Diffusion Models: A Comprehensive Guide

14 minute read

Published:

Table of Contents

  1. Introduction to Diffusion Models
  2. Mathematical Foundations
  3. Model Architectures
  4. Conditional Generation
  5. Cascaded Diffusion Models
  6. Latent Diffusion Models
  7. Applications
  8. Summary
  9. References

Introduction to Diffusion Models

What are Diffusion Models?

Diffusion Models are a type of generative model that leverage diffusion processes to create images or other types of data from an initial noisy state.

Unlike traditional generative models like GANs (Generative Adversarial Networks) or VAEs (Variational Auto-Encoders), which generate data directly, diffusion models work by progressively refining a noisy signal until it closely matches the desired outcome.

These models operate in a latent space where noise is systematically introduced and then removed, guided by various forms of data, including textual descriptions.

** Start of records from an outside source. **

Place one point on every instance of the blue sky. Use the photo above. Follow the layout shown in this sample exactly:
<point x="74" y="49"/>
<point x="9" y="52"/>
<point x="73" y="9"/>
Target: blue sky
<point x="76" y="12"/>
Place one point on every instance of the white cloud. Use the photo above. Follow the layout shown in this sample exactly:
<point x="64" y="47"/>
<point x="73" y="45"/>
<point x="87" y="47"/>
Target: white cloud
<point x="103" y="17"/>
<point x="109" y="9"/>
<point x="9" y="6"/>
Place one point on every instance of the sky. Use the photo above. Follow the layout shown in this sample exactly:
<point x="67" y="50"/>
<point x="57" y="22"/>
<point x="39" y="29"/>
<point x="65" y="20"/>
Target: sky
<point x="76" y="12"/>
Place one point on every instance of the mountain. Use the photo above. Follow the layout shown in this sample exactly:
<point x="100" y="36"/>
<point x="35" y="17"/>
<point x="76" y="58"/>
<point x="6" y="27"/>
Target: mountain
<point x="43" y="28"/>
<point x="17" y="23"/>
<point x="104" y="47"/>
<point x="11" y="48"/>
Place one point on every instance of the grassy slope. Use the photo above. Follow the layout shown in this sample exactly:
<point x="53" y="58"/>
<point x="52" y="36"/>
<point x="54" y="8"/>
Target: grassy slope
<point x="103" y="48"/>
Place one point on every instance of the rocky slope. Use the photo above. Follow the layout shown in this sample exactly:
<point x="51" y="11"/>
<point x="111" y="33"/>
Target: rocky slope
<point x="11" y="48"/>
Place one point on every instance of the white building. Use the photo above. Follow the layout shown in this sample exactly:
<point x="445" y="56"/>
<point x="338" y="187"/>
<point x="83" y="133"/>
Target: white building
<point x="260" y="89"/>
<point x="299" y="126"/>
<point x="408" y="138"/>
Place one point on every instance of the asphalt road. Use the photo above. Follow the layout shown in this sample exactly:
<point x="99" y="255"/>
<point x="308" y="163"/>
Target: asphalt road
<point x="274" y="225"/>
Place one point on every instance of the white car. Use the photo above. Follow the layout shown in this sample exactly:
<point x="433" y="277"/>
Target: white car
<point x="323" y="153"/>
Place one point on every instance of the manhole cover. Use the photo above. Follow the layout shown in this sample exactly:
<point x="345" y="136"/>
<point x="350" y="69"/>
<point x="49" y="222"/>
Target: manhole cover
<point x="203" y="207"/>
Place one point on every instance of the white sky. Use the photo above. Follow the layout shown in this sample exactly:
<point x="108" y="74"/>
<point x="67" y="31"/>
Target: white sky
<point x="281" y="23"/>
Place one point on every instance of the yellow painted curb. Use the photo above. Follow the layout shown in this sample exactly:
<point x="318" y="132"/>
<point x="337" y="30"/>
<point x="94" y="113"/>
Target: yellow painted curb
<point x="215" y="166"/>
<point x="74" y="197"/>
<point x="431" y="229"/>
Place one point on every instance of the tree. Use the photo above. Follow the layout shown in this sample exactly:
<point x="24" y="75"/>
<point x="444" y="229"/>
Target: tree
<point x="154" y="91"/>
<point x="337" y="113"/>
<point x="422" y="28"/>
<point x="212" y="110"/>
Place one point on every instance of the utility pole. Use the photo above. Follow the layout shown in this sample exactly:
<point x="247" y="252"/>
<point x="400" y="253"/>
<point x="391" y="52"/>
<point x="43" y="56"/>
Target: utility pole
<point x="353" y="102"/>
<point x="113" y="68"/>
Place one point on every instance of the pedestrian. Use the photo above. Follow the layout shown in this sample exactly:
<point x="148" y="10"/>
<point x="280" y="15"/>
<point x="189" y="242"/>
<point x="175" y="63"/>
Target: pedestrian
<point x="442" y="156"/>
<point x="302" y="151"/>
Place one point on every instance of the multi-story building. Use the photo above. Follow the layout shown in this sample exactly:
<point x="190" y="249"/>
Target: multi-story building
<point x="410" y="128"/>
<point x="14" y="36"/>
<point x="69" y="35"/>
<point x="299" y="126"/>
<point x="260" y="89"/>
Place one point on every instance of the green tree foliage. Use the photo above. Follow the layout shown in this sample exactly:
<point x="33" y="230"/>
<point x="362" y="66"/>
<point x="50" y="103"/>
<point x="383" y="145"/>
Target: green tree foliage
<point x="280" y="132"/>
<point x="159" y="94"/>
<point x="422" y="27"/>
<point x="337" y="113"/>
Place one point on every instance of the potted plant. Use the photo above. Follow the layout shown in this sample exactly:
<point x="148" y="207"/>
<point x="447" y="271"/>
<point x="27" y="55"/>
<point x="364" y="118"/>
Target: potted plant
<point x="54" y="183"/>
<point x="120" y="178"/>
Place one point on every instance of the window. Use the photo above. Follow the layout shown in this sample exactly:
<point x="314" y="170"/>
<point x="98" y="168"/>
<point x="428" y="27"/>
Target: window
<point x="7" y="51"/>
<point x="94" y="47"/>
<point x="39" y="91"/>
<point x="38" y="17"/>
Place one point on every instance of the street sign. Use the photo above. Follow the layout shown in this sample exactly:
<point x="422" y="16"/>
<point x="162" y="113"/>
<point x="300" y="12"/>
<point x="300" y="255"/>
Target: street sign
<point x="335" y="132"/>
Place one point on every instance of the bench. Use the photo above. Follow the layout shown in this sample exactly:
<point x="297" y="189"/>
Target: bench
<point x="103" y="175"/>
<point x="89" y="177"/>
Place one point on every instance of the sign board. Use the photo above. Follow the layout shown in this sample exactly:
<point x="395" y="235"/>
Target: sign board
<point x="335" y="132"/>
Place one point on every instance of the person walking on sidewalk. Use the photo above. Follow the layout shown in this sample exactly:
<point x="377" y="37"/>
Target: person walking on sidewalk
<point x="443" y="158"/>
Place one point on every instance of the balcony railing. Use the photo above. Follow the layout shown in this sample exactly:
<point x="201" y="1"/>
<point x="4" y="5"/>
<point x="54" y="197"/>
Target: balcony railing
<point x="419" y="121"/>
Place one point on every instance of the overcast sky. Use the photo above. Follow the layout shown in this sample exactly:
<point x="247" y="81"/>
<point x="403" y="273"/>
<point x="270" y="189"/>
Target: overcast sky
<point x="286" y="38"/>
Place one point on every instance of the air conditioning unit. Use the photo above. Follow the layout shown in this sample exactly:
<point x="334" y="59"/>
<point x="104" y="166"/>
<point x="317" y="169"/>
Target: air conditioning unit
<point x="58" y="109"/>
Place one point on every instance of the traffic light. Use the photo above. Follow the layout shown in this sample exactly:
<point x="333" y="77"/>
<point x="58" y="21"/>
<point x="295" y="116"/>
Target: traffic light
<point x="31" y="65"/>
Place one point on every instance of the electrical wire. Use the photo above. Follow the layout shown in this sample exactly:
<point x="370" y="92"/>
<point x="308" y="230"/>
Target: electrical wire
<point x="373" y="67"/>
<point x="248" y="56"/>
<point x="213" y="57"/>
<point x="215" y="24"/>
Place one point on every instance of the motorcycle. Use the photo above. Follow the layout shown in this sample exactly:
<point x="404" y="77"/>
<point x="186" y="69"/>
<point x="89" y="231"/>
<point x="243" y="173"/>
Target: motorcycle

We introduce the key concepts of Diffusion Models:

  • Diffusion Process: The diffusion process refers to the gradual transformation of a noisy input into a clear, coherent output. The process can be likened to reversing the natural diffusion of particles in a medium, where the model learns to denoise the input step by step.

  • Latent Space: Diffusion Models operate within a latent space, which is a lower-dimensional representation of the data. This allows the model to work more efficiently, reducing computational complexity while maintaining the quality of the generated output.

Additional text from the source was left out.